PESCARA. Un ascensore per disabili mai entrato in funzione, una biglietteria inesistente, un'obliteratrice che funziona a singhiozzo. E poi erbacce e scritte sui muri. La terza stazione ferroviaria di Pescara, San Marco, è nel degrado. Così come le strade che la circondano: via Po, via Aldo Moro e via Pietro Nenni.
Pendolari e viaggiatori occasionali che usano la stazione aperta nel 2006 lamentano l'assenza di una biglietteria automatica e il fatto che spesso l'obliteratrice è guasta.
Disabili e anziani, poi, non possono usufruire dell'ascensore per arrivare ai binari. Non è mai entrato in funzione. E per arrivare ai binari l'unica possibilità sono le scale.
La stazione, poi, è vittima di atti vandalici: è letteralmente ricoperta di scritte di writers, non proprio artistiche, e anche i tabelloni degli orari di partenza e di arrivo sono stati rovinati.

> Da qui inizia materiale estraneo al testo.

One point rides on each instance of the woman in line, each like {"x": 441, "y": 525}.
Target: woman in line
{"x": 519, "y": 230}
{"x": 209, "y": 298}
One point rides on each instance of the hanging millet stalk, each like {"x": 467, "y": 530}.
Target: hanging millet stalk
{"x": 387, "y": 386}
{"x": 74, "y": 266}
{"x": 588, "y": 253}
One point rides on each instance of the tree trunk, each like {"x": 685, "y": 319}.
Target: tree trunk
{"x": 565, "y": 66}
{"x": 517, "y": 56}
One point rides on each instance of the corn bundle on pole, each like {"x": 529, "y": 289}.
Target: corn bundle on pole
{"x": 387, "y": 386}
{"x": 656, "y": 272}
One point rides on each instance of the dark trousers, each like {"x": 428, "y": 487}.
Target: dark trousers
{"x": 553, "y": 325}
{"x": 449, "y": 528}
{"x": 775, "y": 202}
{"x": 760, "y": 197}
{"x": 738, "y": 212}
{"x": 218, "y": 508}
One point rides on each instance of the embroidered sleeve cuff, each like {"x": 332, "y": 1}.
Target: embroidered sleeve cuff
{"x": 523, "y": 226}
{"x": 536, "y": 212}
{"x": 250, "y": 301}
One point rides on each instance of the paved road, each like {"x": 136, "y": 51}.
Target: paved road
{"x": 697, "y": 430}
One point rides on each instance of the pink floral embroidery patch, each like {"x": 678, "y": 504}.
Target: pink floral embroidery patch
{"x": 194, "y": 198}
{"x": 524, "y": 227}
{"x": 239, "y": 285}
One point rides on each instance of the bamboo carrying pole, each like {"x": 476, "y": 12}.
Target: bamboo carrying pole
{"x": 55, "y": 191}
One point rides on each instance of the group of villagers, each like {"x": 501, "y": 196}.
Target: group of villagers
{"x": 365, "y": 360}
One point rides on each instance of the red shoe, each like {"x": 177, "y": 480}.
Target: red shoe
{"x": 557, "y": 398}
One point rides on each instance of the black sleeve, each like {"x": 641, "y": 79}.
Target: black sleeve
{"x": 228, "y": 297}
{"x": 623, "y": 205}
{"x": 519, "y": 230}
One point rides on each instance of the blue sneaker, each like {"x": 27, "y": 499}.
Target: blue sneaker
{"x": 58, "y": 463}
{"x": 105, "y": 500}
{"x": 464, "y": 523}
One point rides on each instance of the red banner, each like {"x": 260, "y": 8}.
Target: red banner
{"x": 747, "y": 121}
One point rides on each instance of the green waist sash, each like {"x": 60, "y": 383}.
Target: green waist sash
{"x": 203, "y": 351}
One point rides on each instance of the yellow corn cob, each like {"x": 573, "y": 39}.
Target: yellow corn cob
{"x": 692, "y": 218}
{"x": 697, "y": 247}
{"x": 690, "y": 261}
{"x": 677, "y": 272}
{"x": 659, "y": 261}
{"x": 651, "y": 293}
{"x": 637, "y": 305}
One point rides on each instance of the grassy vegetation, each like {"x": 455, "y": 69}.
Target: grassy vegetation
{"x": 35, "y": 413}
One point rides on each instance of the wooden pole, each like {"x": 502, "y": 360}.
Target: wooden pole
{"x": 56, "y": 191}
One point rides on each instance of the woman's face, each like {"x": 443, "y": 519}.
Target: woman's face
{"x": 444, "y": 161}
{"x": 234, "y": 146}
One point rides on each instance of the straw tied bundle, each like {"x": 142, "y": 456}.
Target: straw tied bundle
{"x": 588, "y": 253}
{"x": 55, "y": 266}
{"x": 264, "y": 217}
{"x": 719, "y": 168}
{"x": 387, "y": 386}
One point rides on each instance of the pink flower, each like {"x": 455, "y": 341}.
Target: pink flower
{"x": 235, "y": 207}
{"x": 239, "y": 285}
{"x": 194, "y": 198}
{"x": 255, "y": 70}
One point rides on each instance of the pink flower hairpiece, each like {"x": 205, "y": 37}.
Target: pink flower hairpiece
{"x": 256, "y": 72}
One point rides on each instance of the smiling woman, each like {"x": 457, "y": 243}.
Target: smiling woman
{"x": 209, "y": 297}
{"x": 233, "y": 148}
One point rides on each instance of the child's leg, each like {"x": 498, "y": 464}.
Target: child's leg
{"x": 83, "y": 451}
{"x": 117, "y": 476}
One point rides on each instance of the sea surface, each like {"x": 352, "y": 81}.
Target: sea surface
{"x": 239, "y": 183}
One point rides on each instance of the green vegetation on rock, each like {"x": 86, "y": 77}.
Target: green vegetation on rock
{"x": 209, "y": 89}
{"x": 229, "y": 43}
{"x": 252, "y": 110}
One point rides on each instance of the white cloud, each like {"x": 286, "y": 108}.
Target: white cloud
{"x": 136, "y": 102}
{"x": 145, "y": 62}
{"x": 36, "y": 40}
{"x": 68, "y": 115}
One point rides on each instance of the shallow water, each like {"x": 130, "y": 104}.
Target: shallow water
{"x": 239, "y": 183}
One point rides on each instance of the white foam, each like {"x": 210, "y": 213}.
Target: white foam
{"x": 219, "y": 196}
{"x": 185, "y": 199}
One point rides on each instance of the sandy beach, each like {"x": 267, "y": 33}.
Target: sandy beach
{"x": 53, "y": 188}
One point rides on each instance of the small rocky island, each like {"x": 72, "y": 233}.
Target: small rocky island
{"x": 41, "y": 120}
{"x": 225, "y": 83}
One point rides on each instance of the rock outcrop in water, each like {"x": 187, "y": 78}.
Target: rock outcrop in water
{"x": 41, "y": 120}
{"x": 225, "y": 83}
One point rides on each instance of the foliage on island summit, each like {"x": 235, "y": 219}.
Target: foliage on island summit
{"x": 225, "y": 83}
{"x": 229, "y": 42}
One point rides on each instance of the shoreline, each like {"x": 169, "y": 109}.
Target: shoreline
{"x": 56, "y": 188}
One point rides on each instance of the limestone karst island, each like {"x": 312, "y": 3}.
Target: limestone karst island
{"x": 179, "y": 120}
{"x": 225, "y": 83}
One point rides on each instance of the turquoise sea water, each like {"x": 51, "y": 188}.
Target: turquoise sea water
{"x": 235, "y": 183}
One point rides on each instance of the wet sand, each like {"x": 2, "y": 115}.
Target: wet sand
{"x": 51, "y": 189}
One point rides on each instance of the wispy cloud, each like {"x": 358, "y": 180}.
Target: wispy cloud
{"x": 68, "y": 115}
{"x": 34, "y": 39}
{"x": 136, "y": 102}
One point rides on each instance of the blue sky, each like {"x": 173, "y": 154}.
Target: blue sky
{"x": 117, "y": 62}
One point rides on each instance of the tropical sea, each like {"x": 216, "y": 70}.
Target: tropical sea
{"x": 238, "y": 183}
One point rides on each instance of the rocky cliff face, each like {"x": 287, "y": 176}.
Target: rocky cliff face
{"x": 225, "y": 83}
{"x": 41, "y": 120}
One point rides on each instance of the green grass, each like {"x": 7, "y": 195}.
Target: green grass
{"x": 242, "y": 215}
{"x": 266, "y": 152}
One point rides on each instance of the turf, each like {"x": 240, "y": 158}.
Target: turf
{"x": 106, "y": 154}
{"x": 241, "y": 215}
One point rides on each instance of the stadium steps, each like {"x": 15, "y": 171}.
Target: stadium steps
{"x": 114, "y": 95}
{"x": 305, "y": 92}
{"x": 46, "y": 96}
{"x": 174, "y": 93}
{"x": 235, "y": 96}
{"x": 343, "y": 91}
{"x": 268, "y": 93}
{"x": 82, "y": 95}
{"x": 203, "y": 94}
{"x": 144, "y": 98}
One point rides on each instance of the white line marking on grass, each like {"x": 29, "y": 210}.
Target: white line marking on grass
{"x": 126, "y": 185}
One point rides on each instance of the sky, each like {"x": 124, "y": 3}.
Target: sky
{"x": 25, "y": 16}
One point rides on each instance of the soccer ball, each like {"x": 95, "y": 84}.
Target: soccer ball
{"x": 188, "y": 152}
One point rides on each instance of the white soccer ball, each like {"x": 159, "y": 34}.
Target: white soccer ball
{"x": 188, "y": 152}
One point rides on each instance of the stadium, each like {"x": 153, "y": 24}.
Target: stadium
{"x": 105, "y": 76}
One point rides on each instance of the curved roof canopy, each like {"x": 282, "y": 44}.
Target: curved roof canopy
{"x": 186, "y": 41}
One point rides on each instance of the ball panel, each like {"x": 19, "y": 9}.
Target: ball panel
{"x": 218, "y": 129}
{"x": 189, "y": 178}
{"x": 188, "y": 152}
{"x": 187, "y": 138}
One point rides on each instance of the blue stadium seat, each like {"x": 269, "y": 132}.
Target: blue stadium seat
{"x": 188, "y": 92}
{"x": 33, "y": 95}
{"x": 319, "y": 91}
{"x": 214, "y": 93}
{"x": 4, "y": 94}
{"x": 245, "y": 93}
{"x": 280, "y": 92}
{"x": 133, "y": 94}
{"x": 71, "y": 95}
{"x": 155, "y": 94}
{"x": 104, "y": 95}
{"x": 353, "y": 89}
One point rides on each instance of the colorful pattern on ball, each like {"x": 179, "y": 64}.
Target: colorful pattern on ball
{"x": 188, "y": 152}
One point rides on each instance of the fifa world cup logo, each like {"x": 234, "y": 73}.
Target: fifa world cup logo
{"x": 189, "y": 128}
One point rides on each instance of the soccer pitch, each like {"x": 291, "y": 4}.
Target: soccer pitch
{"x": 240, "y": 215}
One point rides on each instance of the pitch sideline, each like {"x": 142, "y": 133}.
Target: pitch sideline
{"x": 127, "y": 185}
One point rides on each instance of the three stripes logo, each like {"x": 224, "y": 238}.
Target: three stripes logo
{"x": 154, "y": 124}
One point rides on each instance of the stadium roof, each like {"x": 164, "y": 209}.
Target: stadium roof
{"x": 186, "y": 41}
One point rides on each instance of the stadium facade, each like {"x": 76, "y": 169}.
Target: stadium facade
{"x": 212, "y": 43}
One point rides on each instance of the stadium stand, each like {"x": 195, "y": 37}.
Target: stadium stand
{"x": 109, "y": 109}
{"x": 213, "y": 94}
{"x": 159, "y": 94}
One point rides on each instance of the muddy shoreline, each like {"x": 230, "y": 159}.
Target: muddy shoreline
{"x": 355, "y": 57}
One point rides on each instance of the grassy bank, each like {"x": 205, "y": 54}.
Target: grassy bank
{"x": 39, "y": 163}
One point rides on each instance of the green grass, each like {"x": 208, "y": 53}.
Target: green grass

«Fino a pochi giorni fa c'era anche il giaciglio di un senzatetto», racconta uno studente pendolare, «fatto solo di un materasso, degli indumenti e una coperta proprio qui sul piano dei binari, nell'angolo più riparato dal vento. Non so cosa sia accaduto ma è deprimente. Sta di fatto che questa zona e la stazione sono abbandonate». Ciò che rimane oggi del giaciglio è solo la sagoma annerita del materasso, probabilmente bruciato.
E anche la visuale dall'altezza dei binari non è un bello spettacolo: il terreno incolto adiacente al nuovo supermercato è disseminato di rifiuti, le erbacce sono altissime.